Auto comment: topic has been updated by Monster_Nerd (previous revision, new revision, compare).
Auto comment: topic has been updated by Monster_Nerd (previous revision, new revision, compare).
Yes, it's consistent. Simplify the code, it's easy to understand.
Thanks's a lot. Yep i am iterating!!
Your original code TLEs on this problem because its worst-case runtime is $$$\Omega(|t| + n \cdot \min (|t|, \sum |s_v|))$$$. The failing testcase is probably a larger version of the following:
Your original code performs the backtracking part of KMP at match-time. When parsing a single string, this doesn't affect asymptotic complexity and doesn't have a big impact on the constant factor because each character added to a partial match is removed at most once. But in the tree setting, the partial match characters may be removed $$$n-2$$$ times in a test case like the one above.
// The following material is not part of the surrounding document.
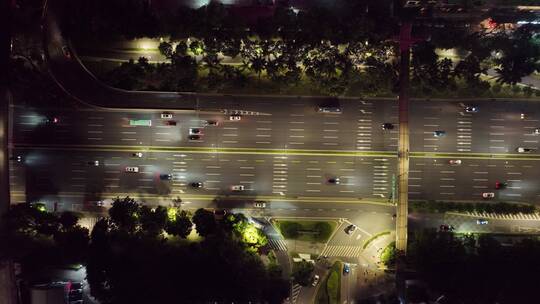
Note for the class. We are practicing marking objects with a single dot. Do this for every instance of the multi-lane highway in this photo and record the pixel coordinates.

Arpa's version of KMP gets around this by preprocessing all of the potential backtracking steps so that they may be performed in (un-amortized) $$$O(1)$$$ at match time, restoring a more reasonable $$$O(n + |\sigma | |t| + \sum |s_v|)$$$ time complexity.
EDIT: Complexities were rewritten a bit more precisely.
Thanks a lot buddy. I had tried a lot to figure out the test case and was quite dumb to understand what's wrong going on. now i completely got it. Thanks, and at last i understood why optimization was required. Thanks a lot.